Durbin also rejected the assumption that the bill would criminalize women who have miscarriages.

“Miscarriages and stillbirths are classified as natural deaths and don’t fall under the penalties for a bill of equal protection for all human life. When a woman has a miscarriage, it is such a heartbreaking situation and is through no fault of her own. It’s heartbreaking. My son — he just experienced that in his marriage, and it’s terrible. There was no taking away from the child with malice aforethought. When someone on the Left looks at a bill like this and attempts to pull our emotional heartstrings to resist it by saying, ‘What about miscarriages?’ — well, there’s no attempt on the part of the mother in a miscarriage to purposefully take away the life of her child in an unjustified manner. That’s heartbreaking. This bill has nothing to do with that.”

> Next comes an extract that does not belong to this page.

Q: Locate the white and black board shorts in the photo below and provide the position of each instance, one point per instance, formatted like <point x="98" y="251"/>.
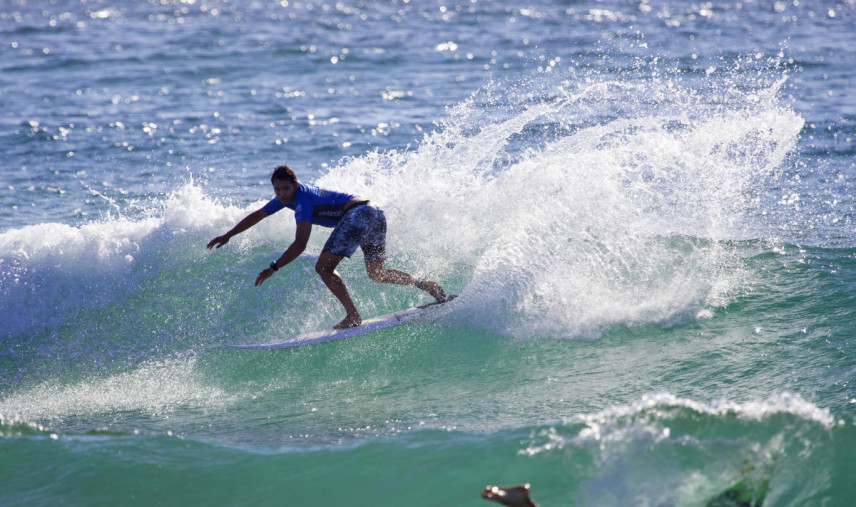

“What you’re seeing is that the Left cannot respond to the substance of the bill — that what’s in the womb is human life from conception,” Durbin concluded. “They can’t do it. And so what they’re appealing to is red herrings and emotionally driven arguments to try to sway the public. The hidden presupposition is that in reality, they believe that a mother has the right to take the life of her child if she wants to — and what they do to maintain their movement is they appeal to emotion and fallacious argumentation.”